The present invention is not limited to the illustrated embodiment, but various modifications can be made within the scope of the invention.

For example, in the illustrated embodiment, a part of the inner wall is formed by continuously changing the diameter, but the whole inner wall may be formed by continuously changing the diameter. Further, in the present embodiment, the bottomed cylindrical core has a notch formed in the bottom, but this notch does not necessarily have to be formed, and the bottomed cylindrical core without the notch is formed. However, the present invention is effective.
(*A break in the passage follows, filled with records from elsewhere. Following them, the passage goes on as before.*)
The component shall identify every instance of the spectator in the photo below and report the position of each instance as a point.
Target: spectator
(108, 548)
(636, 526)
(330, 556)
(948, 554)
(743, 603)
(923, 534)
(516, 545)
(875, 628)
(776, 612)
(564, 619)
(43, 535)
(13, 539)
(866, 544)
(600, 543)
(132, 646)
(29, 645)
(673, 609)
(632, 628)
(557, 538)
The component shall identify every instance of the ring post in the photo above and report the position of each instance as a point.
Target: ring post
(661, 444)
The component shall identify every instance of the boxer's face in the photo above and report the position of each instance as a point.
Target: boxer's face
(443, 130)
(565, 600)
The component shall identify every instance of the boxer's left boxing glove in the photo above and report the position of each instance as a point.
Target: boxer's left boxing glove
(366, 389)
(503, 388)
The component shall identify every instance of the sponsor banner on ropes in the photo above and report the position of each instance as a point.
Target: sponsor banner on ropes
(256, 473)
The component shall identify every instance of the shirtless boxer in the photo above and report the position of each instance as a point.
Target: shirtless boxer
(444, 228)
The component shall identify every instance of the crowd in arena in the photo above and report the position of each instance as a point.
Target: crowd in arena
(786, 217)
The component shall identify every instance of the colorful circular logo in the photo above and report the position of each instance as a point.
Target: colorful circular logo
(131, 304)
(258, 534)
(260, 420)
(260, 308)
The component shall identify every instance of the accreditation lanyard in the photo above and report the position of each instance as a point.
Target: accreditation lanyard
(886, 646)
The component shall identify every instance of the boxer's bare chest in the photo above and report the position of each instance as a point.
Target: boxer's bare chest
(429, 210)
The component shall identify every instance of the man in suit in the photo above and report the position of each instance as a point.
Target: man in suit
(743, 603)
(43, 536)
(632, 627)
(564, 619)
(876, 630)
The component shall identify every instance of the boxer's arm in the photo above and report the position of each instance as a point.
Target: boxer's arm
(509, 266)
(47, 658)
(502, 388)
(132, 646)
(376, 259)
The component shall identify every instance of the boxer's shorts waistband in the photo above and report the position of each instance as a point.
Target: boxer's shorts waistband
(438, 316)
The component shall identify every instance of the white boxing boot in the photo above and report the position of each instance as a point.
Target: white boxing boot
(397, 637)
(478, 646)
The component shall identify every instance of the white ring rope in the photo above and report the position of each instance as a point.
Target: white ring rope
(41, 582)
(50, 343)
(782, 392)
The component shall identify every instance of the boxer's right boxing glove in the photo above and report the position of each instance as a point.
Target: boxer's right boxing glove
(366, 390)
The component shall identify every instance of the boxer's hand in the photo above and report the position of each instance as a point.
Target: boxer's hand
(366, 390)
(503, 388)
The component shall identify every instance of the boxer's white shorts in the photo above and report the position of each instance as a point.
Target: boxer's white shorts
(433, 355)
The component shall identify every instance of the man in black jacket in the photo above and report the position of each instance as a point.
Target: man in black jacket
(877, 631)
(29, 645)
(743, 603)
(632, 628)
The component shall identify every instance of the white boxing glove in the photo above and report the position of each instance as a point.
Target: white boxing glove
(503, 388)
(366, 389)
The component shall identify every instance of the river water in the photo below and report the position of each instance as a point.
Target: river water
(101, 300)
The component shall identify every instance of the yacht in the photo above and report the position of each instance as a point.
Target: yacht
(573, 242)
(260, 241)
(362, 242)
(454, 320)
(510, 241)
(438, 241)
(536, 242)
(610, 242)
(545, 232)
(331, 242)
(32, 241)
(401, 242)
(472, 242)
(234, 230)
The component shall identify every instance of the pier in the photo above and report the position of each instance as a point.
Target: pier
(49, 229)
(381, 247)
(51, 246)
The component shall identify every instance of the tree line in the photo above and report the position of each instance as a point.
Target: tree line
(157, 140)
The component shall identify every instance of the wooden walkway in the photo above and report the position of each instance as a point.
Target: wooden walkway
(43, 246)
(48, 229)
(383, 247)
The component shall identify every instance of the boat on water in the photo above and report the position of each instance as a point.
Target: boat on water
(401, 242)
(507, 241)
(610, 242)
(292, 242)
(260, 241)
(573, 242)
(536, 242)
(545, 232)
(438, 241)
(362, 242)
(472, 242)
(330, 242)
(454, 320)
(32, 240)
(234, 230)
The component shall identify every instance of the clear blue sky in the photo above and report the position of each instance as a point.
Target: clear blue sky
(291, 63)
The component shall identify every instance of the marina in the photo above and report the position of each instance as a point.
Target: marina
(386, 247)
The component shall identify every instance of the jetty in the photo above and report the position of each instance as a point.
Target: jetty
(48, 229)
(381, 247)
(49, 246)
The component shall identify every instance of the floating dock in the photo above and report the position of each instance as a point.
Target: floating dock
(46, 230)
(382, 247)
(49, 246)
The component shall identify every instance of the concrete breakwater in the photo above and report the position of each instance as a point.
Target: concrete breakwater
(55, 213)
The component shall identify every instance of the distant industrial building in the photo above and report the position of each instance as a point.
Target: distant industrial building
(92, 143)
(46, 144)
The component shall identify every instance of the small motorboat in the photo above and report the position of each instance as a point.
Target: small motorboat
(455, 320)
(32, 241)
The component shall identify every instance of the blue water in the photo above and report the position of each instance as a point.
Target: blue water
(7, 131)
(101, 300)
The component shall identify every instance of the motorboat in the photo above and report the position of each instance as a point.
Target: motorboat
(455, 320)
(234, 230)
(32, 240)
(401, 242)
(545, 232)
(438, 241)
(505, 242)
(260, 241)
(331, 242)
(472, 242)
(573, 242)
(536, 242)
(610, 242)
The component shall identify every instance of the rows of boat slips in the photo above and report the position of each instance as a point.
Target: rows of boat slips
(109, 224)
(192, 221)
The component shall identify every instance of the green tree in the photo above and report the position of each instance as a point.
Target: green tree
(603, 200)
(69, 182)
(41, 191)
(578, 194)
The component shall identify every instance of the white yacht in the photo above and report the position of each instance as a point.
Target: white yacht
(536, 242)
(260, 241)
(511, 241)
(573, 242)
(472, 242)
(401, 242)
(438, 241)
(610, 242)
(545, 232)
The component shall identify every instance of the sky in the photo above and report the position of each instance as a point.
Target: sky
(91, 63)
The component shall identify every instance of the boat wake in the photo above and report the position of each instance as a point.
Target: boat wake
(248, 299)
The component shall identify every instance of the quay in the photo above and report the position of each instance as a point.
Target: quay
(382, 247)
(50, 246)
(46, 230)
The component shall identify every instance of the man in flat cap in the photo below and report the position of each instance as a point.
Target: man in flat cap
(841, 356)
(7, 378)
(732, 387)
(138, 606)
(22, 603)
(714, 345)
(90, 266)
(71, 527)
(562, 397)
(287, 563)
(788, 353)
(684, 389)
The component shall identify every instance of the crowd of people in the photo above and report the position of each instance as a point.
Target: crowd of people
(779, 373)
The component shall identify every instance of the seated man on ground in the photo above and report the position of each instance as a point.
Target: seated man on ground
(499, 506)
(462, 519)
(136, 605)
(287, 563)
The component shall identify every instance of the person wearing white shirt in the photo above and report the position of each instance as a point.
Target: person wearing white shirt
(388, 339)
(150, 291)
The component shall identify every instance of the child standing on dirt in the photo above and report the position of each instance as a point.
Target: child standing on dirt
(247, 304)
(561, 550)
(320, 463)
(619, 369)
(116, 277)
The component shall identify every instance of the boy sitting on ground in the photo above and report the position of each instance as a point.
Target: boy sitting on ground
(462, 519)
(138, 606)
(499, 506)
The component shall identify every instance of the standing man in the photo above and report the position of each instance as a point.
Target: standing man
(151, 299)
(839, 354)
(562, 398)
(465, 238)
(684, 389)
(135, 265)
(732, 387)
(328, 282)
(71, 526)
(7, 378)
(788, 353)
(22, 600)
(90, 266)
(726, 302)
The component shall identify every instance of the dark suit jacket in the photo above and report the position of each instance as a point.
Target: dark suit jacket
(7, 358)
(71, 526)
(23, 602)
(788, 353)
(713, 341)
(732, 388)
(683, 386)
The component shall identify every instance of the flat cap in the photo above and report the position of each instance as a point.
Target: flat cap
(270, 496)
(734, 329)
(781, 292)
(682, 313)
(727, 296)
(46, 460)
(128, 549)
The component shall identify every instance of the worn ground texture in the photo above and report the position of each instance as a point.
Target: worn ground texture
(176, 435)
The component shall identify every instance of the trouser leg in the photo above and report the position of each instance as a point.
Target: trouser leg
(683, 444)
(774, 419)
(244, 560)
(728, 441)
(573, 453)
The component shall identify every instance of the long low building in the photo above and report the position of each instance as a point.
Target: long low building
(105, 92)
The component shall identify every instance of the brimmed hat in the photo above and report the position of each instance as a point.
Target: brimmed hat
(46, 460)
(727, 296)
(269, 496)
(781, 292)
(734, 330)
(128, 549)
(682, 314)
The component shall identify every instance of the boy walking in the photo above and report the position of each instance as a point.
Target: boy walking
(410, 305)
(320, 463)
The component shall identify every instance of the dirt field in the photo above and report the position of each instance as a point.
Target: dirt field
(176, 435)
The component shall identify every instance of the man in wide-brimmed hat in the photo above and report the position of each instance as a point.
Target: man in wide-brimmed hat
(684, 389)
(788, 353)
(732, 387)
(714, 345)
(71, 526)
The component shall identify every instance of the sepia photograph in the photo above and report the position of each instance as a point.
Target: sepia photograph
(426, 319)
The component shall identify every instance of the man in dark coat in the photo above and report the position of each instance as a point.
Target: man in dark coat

Further, although the horizontal portion of the step portion is shown as a flat surface in the above-mentioned embodiment, it may be a curved surface, for example, a concave surface.

[Advantages of the Invention] As described in detail above, according to the present invention, it is possible to provide a core manufacturing apparatus capable of favorably continuously molding a core even if the powder material remains.

[Brief description of drawings]

1 is a perspective view including a partial cross section of a core manufacturing apparatus according to an embodiment of the present invention, FIG. 2 is a cross sectional view of the core manufacturing apparatus shown in FIG. 1, and FIGS. 3 (a) to 3 (c) are cores. 4 is an explanatory view showing a molding process of FIG. 4, FIG. 4 is an explanatory view showing a conventional core and a drum core inserted therein, and FIG. 5 is a sectional view of a conventional core manufacturing apparatus. 19 ... Lower mold, 17 ... Medium mold, 17a ... Sliding surface, 23 ... Molding part, 26 ... Step part, 27 ... Boundary part.

Claims (2)

[Scope of utility model registration request] 1. A cylindrical lower die slidably inserted into a hole formed in a frame die, and a middle die having a molding portion fitted to the lower die and formed to correspond to the inner wall shape of the core. In the core manufacturing apparatus for molding a core by pressurizing a powder material charged around the molding part, the middle mold is a molding part for molding at least a part of the inner wall of the core by continuously varying the diameter. And a step portion at a boundary portion between the molding portion and a sliding surface of the lower die. 2. The core manufacturing apparatus according to claim 1, wherein the step portion has a diameter larger than a large diameter end of the molding portion.